I was messing around with Threads.@thread as I am trying to parallelize a for loop : I want to compute taylorinteg from TaylorIntegration.jl several times, independently, for different initial conditions. To do this, I wrote a MWE reproducing the Kepler example in Jupyter Notebook Viewer

Here is the piece of code :

using TaylorIntegration

const μ = 1.0
const q0 = [0.19999999999999996, 0.0, 0.0, 3.0] # a initial condition for elliptical motion
const order = 28
const t0 = 0.0
const t_max = 10*(2π) # we are just taking a wild guess about the period ;)
const abs_tol = 1.0E-20
const steps = 500000

const r_p3d2 = TaylorSeries.Taylor1{Float64}

#the equations of motion for the Kepler problem:
function kepler!(dq, q, params, t)
    r_p3d2 = (q[1]^2+q[2]^2)^(3/2)
    
    dq[1] = q[3]
    dq[2] = q[4]
    dq[3] = -μ*q[1]/r_p3d2
    dq[4] = -μ*q[2]/r_p3d2
    
    nothing
end

function task()
    t, _ = taylorinteg(kepler!, q0, t0, t_max, order, abs_tol, maxsteps=steps)
    return t[end]
end

function f_par(x)
    xn = zeros(x)
    Threads.@threads for i in 1:x
        xn[i] = task()
    end
    return nothing
end


function f(x)
    xn = zeros(x)
    for i in 1:x
        xn[i] = task()
    end
    return nothing
end

However, when I try it with @time, the parallelized version (I use 72 CPU hearts on the server) isn’t much faster, mainly because of GC time :

julia> @time f(1000)
 27.500834 seconds (198.44 M allocations: 55.672 GiB, 3.21% gc time)

julia> @time f_par(1000)
 26.797330 seconds (198.44 M allocations: 55.672 GiB, 76.07% gc time)
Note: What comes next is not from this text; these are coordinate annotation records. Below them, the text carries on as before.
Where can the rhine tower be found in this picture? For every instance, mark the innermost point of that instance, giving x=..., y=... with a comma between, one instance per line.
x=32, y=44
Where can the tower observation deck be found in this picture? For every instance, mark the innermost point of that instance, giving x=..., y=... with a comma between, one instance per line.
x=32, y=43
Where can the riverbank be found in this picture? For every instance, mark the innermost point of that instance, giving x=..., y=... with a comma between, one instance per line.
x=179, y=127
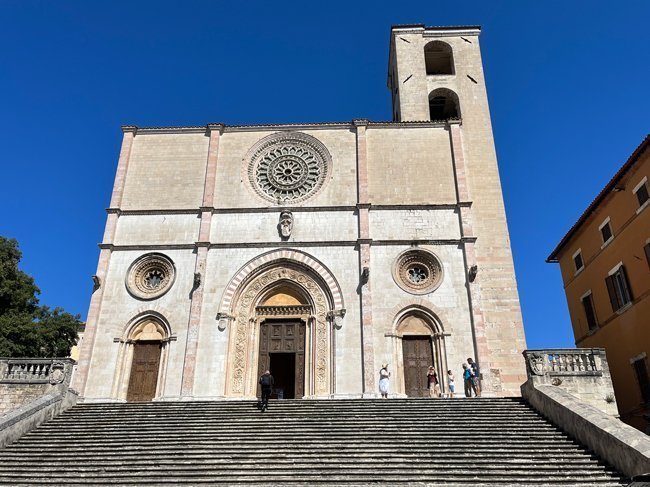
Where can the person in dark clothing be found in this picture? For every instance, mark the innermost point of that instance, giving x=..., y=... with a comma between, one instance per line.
x=266, y=381
x=476, y=378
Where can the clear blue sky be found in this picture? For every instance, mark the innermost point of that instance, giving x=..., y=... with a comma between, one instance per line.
x=567, y=82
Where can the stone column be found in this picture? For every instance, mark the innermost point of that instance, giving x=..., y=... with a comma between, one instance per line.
x=85, y=353
x=191, y=345
x=468, y=241
x=364, y=242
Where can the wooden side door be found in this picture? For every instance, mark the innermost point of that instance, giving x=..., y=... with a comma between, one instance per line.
x=418, y=356
x=144, y=371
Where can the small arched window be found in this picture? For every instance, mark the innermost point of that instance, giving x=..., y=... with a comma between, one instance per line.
x=443, y=105
x=438, y=58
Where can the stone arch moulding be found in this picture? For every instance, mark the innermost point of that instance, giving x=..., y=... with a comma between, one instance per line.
x=435, y=323
x=146, y=324
x=240, y=304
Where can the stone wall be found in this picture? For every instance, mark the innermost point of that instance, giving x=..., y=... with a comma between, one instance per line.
x=24, y=380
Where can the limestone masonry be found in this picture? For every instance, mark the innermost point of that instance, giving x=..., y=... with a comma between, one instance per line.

One more problem : the GC time varies greatly, seemingly randomly (3% to 67% for the non-parallelized version for instance). Can you tell if it is a consequence of server activity, my code, or intern to taylorinteg ?

(This is on Julia 1.6.5)

Thanks !

The TaylorIntegration library seem to do a lot of allocations:

julia> @time task()
  0.018372 seconds (198.46 k allocations: 52.447 MiB, 14.05% gc time)
62.83185307179586

With more threads running concurrently, there allocations / time will increase to the point where the GC basically cannot keep up. I think the library needs to be optimized a bit to reduce the number of allocations.

This makes sense, thanks !

Do you have an idea about the instability of the GC time percentage ?

julia> @time f(10)
  0.431646 seconds (1.98 M allocations: 570.078 MiB)

julia> @time f(10)
  0.903906 seconds (1.98 M allocations: 570.078 MiB, 52.85% gc time)

julia> @time f(10)
  0.480541 seconds (1.98 M allocations: 570.078 MiB, 11.01% gc time)

The GC has various heuristics which relate to the age of objects and total memory allocated etc. So it isn’t too surprising that it varies between runs.

OK, got it. Thank you very much!

Indeed, TaylorIntegration allocates a lot.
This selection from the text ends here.